Consider, also, The Fappening, when various celebrity cloud accounts were hacked, and the nudes distributed across the Internet.
Now we have the proliferation of devices like Alexa and Echo which are designed to listen to your commands and do things with that data. Are people going to be fastidious about checking on the security of their smart speakers?
Some of these devices, of course, automatically update themselves, and remain reasonably secure from casual hacking. But then you have to consider a different threat for those devices which are secure: the company selling you the device, or providing you the service.
Right now, there is a bill that passed Congress which supposedly allows ISPs to sell your data to the highest bidder. Here’s the catch, though, according to the EFF: these companies were already doing it.
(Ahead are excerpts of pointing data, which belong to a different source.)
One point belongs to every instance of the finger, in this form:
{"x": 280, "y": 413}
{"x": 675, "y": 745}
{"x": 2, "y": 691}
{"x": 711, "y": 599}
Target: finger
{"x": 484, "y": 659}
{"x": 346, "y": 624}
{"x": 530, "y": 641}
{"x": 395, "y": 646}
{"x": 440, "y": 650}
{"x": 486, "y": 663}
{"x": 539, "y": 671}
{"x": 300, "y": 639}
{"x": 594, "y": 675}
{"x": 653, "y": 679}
The GOP tells us that this is a case of regulatory overreach, and they may actually be correct about this, because the existence of the regulatory regime has done little to nothing to stop this behavior from occurring. Although, I will say right away that the optics of this bill are very worrisome.
But whether or not the bill will have an effect, positive or negative, the fact remains that your service providers have already been caught selling this data, or using it in ways you didn’t expect. You can’t trust them.
Now, imagine they have your browsing history, they know how much food is in your fridge, what you watch on TV, who you call, and who you text… Go buy some more Pepsi, says the ad on your fridge, because we know you’re out.
This is a gold mine, for companies, for government, for Alphabet Agencies within the government (who may very well be at odds with the elected government), foreign governments (the Left likes to blabber about Russia, but I’d be more concerned about the Chinese), and for black hat hackers looking to screw you over.
Is all of that risk really worth your fridge telling you that 3-week old leftover Chinese takeout should go in the garbage? I’d argue not. Do a simple risk/reward calculation on this. It’s not worth it.
So what do you do? Here are few ideas:
1. Buy “Dumb” hardware. Dumb fridges, dumb TVs (or buy Smart TVs where the “smart” portion can be disabled – at the very least, don’t connect it to wifi).
2. If you must have Netflix, Hulu, Amazon Prime, Kodi, Plex, or anything similar on your TV, consider getting a separate device like a Fire Stick, or a Roku, or a “Compute Stick” from Intel. They are cheap, and if a hacker bricks it, at least you aren’t out a whole TV. Power it off when not in use. Occasionally clear it, reset it back to factory specs and reload your apps.
3. Clear your phones of pretty much everything extra installed by the manufacturer. If you’ve some technical skill, consider wiping the OS and installing from scratch. Cynogen used to be my preferred choice in the Android ecosytem. It’s gone, now, but Lineage was forked from it in the dim mists of Android history. Consider that. If you don’t have the skill (don’t even try it if you question this), just clear everything optional you can from the phone.
4. Use proxies for your Internet browsing. Tor is reasonably easy to use these days.
5. Make sure you carefully screen new applications and software for possible hidden monitoring. Companies like to bury this in their disclaimers. Usually you can find information on the software you want to use on the Internet.
6. Don’t buy any of those smart home systems and “smart speakers” like Echo or Alexa. That’s a disaster waiting to happen.
7. If you don’t have a very compelling reason to buy any “smart” device, don’t do it.
8. Make sure you use strong passwords, both on your accounts and on your wifi router.
This won’t stop every possible way someone with malicious intent could screw with you, but it will severely limit the damage, and, in the same way a car with a few anti-theft devices will deter casual thieves, so will this eliminate casual data theft, spying, and hacking.
The Internet of Things is a spaghetti strainer when it comes to security. It’s a mess. Best not to dive too deep into it, if you can avoid it. After all, three week-old Chinese food is generally pretty good about notifying you it’s gone bad all on its own.